We are building a fault tolerant system that can read form Kafka and write HBase & HDFS. The batch runs every 5 seconds. Here's the scenario we were hoping to setup:
Start new spark streaming process with checkpointing enabled, read from kafka, process data and store to HDFS and HBase
Kill the spark streaming job, messages continue to flow into Kafka
Restart spark streaming job, and here is what we really want to happen: Spark streaming reads the checkpoint data and restarts with the correct kafka offsets. No kafka messages are skipped even though the spark streaming job was killed and restarted
This does not seem to work,the spark streaming job does not start(pasting the stack trace of the error below). The only way I can resubmit the job is to delete out the checkpoint directory. This of course means that all the checkpoint information is lost and the spark job starts reading only the new Kafka messages.
Is this supposed to work? and if yes, do I need to do something specific to get it to work?
Here's the sample code:
1) I am on Spark 1.6.2. Here's how I create the streaming context:
val ddqSsc = StreamingContext.getOrCreate(checkpointDir, () =>
createDDQStreamingContext(slideInterval.toLong, inputKafka, outputKafka, hbaseVerTableName, checkpointDir, baseRawHdfs, securityProtocol, groupID, zooKeeper, kafkaBrokers, hiveDBToLoad, hiveTableToLoad))
2) And here's the initial part of the function that the getOrCreate Calls:
def createDDQStreamingContext(slideInterval: Long, inputKafka: String, outputKafka: String, hbaseVerTableName: String, checkpointDir: String, baseRawHdfs: String, securityProtocol: String, groupID: String, zooKeeper: String, kafkaBrokers: String, hiveDBToLoad: String, hiveTableToLoad: String): StreamingContext = {
val sparkConf = new SparkConf()
val ssc = new StreamingContext(sparkConf, Seconds(slideInterval))
//val sqlContext = new SQLContext(sc)
val sqlContext = new HiveContext(ssc.sparkContext)
import sqlContext.implicits._
ssc.checkpoint(checkpointDir)
val kafkaTopics = Set(inputKafka)
//Kafka parameters
var kafkaParams = Map[String, String]()
kafkaParams += ("bootstrap.servers" -> kafkaBrokers)
kafkaParams += ("zookeeper.connect" -> zooKeeper)
//Need this in a kerberos environment
kafkaParams += ("security.protocol" -> securityProtocol)

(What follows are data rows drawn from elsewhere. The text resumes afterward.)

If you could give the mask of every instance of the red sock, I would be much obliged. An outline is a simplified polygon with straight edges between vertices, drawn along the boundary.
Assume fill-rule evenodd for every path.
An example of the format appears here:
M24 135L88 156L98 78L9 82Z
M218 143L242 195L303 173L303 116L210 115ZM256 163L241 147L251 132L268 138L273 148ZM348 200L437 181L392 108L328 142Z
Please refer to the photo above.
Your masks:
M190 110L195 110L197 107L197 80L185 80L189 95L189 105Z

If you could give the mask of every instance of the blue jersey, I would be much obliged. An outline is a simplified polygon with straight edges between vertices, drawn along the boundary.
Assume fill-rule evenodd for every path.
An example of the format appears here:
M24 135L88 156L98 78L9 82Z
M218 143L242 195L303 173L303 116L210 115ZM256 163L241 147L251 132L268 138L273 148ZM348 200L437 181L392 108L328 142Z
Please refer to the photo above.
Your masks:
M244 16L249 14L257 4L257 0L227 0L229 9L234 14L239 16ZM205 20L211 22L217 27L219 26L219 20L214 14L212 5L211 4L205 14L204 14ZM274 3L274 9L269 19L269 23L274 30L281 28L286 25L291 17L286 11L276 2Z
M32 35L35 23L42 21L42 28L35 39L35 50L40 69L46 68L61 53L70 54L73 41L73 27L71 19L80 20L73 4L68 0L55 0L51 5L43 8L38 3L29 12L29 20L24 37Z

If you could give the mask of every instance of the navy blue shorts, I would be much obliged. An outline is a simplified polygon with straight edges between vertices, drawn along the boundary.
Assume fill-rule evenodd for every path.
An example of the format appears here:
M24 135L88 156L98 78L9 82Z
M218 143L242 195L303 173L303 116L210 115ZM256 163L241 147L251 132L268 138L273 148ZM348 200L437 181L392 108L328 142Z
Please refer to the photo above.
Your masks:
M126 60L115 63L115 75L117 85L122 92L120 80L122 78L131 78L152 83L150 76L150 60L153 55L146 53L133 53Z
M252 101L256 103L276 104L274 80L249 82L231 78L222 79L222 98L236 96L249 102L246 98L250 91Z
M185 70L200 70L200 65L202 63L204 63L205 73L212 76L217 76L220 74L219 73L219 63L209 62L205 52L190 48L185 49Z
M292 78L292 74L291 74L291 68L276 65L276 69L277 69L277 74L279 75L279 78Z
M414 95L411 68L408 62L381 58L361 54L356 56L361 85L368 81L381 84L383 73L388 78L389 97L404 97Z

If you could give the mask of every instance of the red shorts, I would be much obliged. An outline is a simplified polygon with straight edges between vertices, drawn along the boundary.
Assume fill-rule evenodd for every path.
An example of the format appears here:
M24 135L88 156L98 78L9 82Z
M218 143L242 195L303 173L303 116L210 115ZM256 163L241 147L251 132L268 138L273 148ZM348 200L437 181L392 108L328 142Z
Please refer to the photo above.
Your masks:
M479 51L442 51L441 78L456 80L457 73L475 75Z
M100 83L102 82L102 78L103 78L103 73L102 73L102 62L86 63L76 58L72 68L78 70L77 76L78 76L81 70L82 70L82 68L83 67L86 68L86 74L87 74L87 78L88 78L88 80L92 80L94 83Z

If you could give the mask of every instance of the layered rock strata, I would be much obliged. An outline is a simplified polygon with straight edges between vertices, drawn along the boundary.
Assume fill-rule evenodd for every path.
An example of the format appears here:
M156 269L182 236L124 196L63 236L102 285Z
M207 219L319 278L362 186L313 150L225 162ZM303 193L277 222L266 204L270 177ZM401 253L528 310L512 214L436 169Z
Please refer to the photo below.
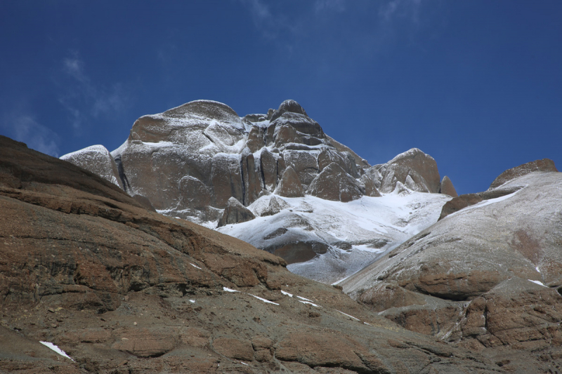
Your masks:
M344 291L412 330L511 352L498 361L506 370L525 360L558 367L562 173L521 174L453 199L443 211L455 211L344 280Z
M0 211L3 373L497 372L4 137Z

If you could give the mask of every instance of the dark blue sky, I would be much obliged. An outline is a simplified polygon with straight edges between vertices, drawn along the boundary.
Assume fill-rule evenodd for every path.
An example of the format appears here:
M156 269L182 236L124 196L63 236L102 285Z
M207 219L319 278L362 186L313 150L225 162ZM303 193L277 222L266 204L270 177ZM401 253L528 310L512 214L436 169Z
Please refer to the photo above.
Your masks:
M562 1L0 1L0 134L112 150L197 99L285 99L370 163L418 147L459 193L562 170Z

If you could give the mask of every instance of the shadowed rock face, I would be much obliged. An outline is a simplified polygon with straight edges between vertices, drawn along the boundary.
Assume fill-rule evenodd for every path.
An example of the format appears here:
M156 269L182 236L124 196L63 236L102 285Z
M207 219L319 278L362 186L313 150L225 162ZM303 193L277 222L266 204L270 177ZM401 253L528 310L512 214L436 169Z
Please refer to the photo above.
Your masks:
M3 373L495 372L1 136L0 211Z
M233 223L247 222L253 220L256 216L247 208L244 206L233 197L228 199L228 203L224 208L222 217L218 220L218 227Z
M556 361L561 186L562 173L538 171L456 197L439 222L341 284L412 330L473 352L516 349L503 359L511 362L506 370L517 372L525 360Z
M443 179L441 180L439 193L445 194L445 195L449 195L452 197L457 197L459 196L457 193L457 190L455 189L455 186L452 185L452 182L451 182L451 180L449 179L449 177L447 175L444 176Z
M523 165L519 165L515 168L508 169L501 173L490 185L490 189L496 188L512 179L525 175L535 171L558 171L558 169L556 169L556 166L554 165L554 161L549 159L528 162L527 163L523 163Z
M242 218L238 215L242 209L228 207L230 199L249 208L270 194L287 198L311 195L348 202L364 196L380 196L381 192L393 192L397 185L405 186L400 187L405 194L408 189L438 191L438 172L431 156L414 149L388 163L371 167L353 150L326 135L294 100L285 100L267 114L242 118L220 102L188 102L139 118L121 147L111 154L103 150L103 163L98 162L87 149L63 158L106 179L115 178L129 195L142 196L144 205L159 213L213 229L227 229L225 226L251 218L247 212ZM313 207L306 211L311 209ZM269 210L270 215L281 211L280 206L273 206ZM290 222L286 223L287 229ZM306 243L314 242L322 243L339 258L339 247L332 244L341 241L327 237L324 231L314 227L311 230L298 239L287 239L281 246L289 247L280 255L291 262L308 259L313 251L306 249ZM391 234L395 232L391 229ZM381 235L373 230L372 237L362 237L346 246L370 246L383 239L392 246L396 239L403 240L401 233L394 239ZM251 243L259 245L257 241ZM299 255L299 248L306 254ZM360 257L362 262L370 262Z

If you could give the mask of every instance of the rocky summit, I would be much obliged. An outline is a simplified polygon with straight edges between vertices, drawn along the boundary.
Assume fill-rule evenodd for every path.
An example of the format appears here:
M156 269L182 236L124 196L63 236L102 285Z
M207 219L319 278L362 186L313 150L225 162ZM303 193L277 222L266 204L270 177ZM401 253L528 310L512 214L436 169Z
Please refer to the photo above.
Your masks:
M0 211L1 373L502 372L4 137Z
M431 156L412 149L371 166L290 100L244 117L220 102L188 102L140 117L110 153L96 145L61 159L328 283L433 223L457 196Z
M562 373L551 160L459 196L294 100L188 102L61 159L0 138L0 370Z

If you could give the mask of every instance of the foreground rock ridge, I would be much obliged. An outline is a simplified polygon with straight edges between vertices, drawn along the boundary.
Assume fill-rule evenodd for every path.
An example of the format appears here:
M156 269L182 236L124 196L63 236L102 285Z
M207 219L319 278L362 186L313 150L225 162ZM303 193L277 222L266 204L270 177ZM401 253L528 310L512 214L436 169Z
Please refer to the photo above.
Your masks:
M294 100L244 117L193 101L140 117L110 153L97 145L61 159L328 283L433 224L457 196L431 156L414 148L371 166Z
M472 352L513 349L506 370L550 361L544 372L560 372L561 233L562 173L537 160L450 200L437 223L340 284L412 331Z
M2 373L504 372L4 137L0 211Z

kafkaParams += ("sasl.kerberos.service.name" -> "kafka")
//WHAT IS THIS!!??
kafkaParams += ("group.id" -> groupID)
kafkaParams += ("key.deserializer" -> "org.apache.kafka.common.serialization.StringDeserializer")
kafkaParams += ("value.deserializer" -> "org.apache.kafka.common.serialization.StringDeserializer")
val inputDataDstream = KafkaUtils.createDirectStream[String, String, StringDecoder, StringDecoder](ssc, kafkaParams, kafkaTopics)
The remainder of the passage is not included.